The ancient bill of fare and the ancient methods of cookery were entirely guided by the supply of raw materials—precisely like ours. They had no great food stores nor very efficient marketing and transportation systems, food cold storage. They knew, however, to take care of what there was. They were good managers. Such atrocities as the willful destruction of huge quantities of food of every description on the one side and starving multitudes on the other as seen today never occurred in antiquity.

Many of the Apician dishes will not appeal to the beef eaters. It is worthy of note that much criticism was heaped upon Apicius some years ago in England when beef eating became fashionable in that country. The art of Apicius requires practitioners of superior intellect. But practitioners that would pass the requirements of the Apician school are scarce in the kitchens of the beef eaters. A glance at some Chinese and Japanese methods of cookery may perhaps convince us of the probability of these remarks.

Nothing is more perplexing and more alarming than a new dish, but we can see in a reversion to Apician cookery methods only a dietetic benefit accruing to this so-called white race of beef eaters. Apicius certainly excels in the preparation of vegetable dishes cf.
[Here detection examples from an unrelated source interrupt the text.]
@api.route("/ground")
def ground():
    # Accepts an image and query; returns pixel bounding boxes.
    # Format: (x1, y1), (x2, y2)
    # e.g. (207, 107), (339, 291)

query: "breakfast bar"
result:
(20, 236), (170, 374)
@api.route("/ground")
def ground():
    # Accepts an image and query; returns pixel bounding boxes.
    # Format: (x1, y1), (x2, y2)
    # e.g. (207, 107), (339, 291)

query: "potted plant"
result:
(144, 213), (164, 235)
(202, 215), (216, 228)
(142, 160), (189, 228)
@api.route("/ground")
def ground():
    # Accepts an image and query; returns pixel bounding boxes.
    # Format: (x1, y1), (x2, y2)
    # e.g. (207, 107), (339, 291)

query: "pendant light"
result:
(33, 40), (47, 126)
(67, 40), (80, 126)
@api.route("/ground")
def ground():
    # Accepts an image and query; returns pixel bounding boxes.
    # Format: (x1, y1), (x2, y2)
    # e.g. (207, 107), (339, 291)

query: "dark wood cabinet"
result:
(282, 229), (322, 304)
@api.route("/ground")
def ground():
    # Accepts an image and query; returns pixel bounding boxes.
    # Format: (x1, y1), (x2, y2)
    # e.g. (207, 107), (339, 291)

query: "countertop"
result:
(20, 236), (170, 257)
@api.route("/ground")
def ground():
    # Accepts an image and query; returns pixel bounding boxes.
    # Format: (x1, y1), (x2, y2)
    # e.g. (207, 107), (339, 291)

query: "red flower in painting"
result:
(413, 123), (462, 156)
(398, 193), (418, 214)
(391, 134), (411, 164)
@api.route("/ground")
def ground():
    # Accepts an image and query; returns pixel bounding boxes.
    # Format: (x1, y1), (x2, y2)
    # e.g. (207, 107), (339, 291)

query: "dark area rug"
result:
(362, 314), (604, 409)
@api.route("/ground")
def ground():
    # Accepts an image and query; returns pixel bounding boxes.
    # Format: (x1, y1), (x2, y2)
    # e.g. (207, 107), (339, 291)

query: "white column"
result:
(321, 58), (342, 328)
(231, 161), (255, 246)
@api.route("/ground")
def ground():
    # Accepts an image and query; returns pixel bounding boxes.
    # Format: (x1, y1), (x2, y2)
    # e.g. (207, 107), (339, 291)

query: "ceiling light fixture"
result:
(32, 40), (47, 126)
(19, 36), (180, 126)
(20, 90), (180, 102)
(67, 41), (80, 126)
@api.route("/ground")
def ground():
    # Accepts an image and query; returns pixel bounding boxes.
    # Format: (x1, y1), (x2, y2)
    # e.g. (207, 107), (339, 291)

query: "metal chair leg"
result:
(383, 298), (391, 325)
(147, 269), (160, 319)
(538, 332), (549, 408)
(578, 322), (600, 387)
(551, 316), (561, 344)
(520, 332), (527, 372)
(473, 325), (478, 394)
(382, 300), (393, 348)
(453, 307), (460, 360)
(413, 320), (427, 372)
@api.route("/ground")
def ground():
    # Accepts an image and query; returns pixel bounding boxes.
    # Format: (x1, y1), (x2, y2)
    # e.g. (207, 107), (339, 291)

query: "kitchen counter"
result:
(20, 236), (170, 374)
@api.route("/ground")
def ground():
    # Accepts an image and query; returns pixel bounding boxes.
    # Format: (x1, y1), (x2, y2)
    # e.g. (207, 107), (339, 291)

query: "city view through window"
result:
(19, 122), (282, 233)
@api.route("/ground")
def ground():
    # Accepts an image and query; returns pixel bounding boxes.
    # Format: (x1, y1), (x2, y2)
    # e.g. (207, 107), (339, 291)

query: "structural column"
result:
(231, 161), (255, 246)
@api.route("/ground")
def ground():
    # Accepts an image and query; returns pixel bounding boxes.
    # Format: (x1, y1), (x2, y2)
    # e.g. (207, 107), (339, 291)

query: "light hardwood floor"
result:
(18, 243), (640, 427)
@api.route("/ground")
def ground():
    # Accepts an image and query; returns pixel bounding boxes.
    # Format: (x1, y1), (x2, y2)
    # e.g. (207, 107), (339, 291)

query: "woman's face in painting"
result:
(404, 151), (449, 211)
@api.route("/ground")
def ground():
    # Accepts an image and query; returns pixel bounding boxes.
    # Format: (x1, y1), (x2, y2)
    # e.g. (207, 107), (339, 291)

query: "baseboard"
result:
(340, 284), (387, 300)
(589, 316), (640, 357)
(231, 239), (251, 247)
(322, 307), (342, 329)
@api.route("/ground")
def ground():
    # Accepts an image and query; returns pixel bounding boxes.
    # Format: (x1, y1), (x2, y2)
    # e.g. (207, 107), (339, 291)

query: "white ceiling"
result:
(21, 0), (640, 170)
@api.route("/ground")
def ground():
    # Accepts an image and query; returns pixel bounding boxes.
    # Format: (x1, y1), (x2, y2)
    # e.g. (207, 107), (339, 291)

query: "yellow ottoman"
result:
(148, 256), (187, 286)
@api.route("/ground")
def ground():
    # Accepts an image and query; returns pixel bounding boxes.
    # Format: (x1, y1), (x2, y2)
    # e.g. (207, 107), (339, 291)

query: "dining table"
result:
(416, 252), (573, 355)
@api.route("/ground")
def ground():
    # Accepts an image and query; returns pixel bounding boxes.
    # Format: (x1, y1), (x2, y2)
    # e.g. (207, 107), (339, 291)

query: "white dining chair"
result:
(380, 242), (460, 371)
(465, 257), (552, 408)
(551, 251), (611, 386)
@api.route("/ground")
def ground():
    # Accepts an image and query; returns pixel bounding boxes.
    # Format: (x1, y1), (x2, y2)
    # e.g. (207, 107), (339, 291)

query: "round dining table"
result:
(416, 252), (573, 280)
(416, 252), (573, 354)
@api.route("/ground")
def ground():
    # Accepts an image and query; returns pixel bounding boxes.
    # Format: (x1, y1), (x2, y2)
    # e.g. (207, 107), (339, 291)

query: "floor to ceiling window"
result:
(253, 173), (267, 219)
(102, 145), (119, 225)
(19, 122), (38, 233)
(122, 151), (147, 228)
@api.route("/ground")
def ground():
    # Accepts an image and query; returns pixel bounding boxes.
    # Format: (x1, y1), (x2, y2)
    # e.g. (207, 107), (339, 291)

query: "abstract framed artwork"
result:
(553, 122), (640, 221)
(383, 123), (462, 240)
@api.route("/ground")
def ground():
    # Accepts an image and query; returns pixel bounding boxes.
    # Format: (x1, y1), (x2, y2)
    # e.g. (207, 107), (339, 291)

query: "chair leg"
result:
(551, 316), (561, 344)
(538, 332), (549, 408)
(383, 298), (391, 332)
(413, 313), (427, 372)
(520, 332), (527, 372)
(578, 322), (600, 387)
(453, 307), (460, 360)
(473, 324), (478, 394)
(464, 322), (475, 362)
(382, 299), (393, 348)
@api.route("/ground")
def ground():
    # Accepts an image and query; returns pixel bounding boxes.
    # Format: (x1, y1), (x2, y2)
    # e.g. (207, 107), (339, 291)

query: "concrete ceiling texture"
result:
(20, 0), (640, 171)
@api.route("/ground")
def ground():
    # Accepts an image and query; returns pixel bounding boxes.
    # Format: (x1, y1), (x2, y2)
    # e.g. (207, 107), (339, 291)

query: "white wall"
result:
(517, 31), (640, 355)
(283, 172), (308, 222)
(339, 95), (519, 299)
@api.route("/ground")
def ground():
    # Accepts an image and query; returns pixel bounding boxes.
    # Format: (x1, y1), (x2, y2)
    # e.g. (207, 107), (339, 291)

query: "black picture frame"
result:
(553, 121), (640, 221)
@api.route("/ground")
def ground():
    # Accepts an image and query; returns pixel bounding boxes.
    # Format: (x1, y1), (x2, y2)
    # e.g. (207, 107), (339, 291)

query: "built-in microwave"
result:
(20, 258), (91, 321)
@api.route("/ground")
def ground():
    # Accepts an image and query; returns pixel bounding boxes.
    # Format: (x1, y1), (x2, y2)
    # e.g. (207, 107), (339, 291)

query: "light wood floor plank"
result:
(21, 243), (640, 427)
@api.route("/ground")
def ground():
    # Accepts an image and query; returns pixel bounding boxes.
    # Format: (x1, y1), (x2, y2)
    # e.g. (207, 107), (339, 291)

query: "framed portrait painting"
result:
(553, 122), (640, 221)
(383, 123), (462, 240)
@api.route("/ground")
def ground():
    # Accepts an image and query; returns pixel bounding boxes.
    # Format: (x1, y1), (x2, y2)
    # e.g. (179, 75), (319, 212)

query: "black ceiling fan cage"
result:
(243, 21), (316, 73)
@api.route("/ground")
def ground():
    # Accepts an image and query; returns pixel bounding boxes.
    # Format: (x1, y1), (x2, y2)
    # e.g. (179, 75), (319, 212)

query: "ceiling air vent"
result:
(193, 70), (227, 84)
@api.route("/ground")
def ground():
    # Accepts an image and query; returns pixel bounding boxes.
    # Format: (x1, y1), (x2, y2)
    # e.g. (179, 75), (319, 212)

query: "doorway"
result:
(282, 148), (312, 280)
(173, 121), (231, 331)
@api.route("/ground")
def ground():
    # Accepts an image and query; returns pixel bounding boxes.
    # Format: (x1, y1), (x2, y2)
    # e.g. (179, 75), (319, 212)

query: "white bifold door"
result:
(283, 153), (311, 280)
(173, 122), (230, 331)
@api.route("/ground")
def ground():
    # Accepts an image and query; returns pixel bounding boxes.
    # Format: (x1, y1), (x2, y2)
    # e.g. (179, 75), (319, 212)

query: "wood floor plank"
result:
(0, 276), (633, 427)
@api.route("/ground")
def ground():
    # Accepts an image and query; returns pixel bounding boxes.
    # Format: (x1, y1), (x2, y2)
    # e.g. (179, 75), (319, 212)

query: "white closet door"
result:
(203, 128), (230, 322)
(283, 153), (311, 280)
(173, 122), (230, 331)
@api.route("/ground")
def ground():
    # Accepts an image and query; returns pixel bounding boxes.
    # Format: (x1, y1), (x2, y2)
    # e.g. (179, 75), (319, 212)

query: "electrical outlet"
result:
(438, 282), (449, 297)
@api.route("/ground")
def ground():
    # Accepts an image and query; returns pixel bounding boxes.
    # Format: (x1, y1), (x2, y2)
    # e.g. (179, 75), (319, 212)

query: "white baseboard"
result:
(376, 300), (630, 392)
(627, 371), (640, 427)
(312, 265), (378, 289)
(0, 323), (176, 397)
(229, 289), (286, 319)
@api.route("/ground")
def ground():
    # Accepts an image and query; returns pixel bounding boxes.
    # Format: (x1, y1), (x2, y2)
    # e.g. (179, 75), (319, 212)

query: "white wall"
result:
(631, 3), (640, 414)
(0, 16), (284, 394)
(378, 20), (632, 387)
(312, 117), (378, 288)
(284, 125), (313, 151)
Properly prepared, many of these things are good, often more nutritious than the dearer cuts, and sometimes they are really delicious.

One has but to study the methods of ancient and intelligent people who have suffered for thousands of years under the perennial shortage of food supplies in order to understand and to appreciate Apician methods.

Be it far from us to advocate their methods, or to wish upon us the conditions that engendered such methods; for such practices have been pounded into these people by dire necessity. They have graduated from the merciless school of hunger.

Food materials, we repeat, were never as cheap and as abundant as they are today. But who can say that they always will be so in the future? We must not overlook the remarkable intuition displayed by the ancients in giving preference to foods with body- and blood-building properties. For instance, the use of liver, particularly fish liver already referred to. The correctness of their choice is now being confirmed by scientific re-discoveries. The young science of nutrition is important enough to an individual who would stimulate or preserve his health.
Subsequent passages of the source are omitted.